Dış siyaset, devlet ciddiyeti ile, milletin çıkarları öncelenerek yapılır. İç siyasette şirin görünmek, oy almak, oyunu cebinde tutmak için yapılmaz. Dış siyaset, diplomasi kanalları ile yapılır. Parti vilayet kongrelerinde, toplumsal medya hesaplarında, Cuma namazı çıkışlarında yapılmaz. İçeride hamasi nutuklar atıp, dışarıda ‘Ne vereyim ağabeyime?’ denmez.
Dış siyaset, stratejik bir akılla yapılır. Dünyadaki değişimleri, kısa orta ve uzun vadede değerlendirip, atılacak adımları, alınacak kararları, devlet hafızası ile belirleyerek yapılır. Dış siyasette yapılan yanılgıların sonuçları bir milletin mukadderatını tesirler. O nedenle, ülkelerin dış siyasetleri, bireylere nazaran oluşturulmaz, şahıslar ortası dostluk alakalarına nazaran belirlenmez, haftada bir siyaset değiştirilmez.
Dış siyaset, kurumlararası ilgilerle yürür. Dostlarla tavla oynamaya benzemez. Şayet, o denli olsaydı, “Kardeşim Esad’ın” Suriye’siyle bu noktaya gelmezdik. Şayet o denli olsaydı, “Dostum Trump’ın” Amerika’sında, giderayak yaptırımlar imzalanmazdı. Şayet o denli olsaydı, oğlunun nikah şahidi Karamanlis’in Yunanistan’ıyla bugünkü sıkıntılar yaşanmazdı.
Eğer o denli olsaydı, “Kankam Putin’in” Rusya’sıyla bin türlü sorun yaşanmaz, hatta Karabağ sıkıntısında masanın dışında kalınmazdı. Şayet o denli olsaydı, sebebini bir türlü anlamadığımız biçimde sıkı fıkı bir münasebet yürütülen Katar, dönüp, ülkemize boykot uygulayan Suud’la can ciğer olmazdı.

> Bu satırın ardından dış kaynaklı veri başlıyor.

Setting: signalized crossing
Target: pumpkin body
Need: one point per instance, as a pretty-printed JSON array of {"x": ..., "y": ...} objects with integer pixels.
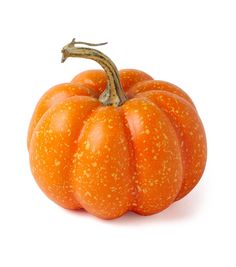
[{"x": 140, "y": 156}]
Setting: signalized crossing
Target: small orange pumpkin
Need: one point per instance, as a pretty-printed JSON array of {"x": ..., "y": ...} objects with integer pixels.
[{"x": 110, "y": 141}]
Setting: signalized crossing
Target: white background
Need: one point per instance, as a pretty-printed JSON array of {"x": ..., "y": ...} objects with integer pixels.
[{"x": 189, "y": 43}]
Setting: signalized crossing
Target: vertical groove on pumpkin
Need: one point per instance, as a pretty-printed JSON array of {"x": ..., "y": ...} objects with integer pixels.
[{"x": 131, "y": 148}]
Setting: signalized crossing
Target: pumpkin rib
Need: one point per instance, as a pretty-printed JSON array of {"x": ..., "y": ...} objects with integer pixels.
[
  {"x": 80, "y": 133},
  {"x": 66, "y": 191},
  {"x": 155, "y": 192},
  {"x": 31, "y": 131},
  {"x": 158, "y": 85},
  {"x": 190, "y": 132},
  {"x": 57, "y": 92},
  {"x": 132, "y": 156},
  {"x": 100, "y": 180}
]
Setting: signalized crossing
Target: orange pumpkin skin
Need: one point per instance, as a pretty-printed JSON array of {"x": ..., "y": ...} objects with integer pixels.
[{"x": 140, "y": 156}]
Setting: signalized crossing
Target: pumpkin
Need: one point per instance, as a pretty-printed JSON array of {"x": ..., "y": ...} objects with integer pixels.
[{"x": 114, "y": 141}]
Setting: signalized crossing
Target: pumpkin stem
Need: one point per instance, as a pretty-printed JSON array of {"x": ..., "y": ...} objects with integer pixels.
[{"x": 114, "y": 94}]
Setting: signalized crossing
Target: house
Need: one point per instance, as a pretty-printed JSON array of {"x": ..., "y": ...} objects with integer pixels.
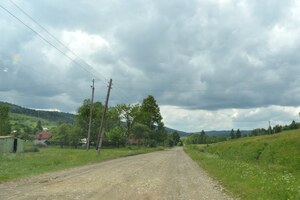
[
  {"x": 42, "y": 137},
  {"x": 9, "y": 144}
]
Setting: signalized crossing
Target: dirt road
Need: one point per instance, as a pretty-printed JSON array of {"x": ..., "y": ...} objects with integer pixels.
[{"x": 169, "y": 174}]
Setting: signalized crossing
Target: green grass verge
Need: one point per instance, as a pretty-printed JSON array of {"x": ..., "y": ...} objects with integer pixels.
[
  {"x": 49, "y": 159},
  {"x": 264, "y": 167}
]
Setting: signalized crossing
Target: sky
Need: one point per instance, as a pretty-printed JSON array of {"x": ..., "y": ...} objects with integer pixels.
[{"x": 210, "y": 64}]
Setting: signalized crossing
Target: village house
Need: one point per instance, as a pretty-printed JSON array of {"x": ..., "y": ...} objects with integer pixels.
[
  {"x": 42, "y": 137},
  {"x": 10, "y": 144}
]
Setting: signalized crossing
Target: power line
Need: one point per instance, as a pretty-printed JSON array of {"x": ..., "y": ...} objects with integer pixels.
[
  {"x": 45, "y": 40},
  {"x": 57, "y": 40}
]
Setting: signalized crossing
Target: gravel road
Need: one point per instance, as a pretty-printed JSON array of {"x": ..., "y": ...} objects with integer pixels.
[{"x": 168, "y": 174}]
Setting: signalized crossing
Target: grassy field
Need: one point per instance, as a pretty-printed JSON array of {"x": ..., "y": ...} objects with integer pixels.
[
  {"x": 49, "y": 159},
  {"x": 264, "y": 167},
  {"x": 29, "y": 120}
]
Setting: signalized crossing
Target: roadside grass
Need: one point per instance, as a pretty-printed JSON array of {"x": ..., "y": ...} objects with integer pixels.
[
  {"x": 29, "y": 121},
  {"x": 50, "y": 159},
  {"x": 264, "y": 167}
]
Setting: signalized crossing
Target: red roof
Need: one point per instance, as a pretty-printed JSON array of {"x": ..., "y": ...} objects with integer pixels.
[{"x": 44, "y": 135}]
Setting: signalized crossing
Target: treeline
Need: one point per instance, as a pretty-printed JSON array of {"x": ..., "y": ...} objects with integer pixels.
[
  {"x": 125, "y": 124},
  {"x": 203, "y": 138},
  {"x": 47, "y": 115},
  {"x": 273, "y": 130}
]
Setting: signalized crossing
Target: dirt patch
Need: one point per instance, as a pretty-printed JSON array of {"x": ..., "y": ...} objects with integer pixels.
[{"x": 167, "y": 174}]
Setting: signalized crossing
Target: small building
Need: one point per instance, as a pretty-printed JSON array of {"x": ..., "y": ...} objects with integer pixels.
[
  {"x": 42, "y": 137},
  {"x": 9, "y": 144}
]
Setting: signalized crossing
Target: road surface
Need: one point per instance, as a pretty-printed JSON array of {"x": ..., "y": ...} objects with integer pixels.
[{"x": 168, "y": 174}]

Bu yanlış zihniyet doğrultusunda Türkiye artık maalesef, Avrupa Birliği üyeliği konuşulmayan, ABD ve AB tarafından yaptırım uygulanan bir ülke. FETÖ, PKK ve DHKP-C üzere terör örgütleriyle olan gayretinde, öbür ülkeler tarafından yalnız bırakılmış bir ülke. Ege ve Doğu Akdeniz’deki haklarını reddeden bir ittifaklar zinciriyle, çevrelenmiş durumda bir ülke. KKTC, Azerbaycan ve Katar üzere, sonlu sayıda ülke dışında, yakın coğrafyasında dostu kalmamış bir ülke. Biden idaresi altında, ABD ile ilgilerin nasıl olacağı da, iktidarın amigoluk düzeyinde takındığı, Trump destekçiliği nedeniyle, an itibariyle meçhul durumda olan bir ülke.”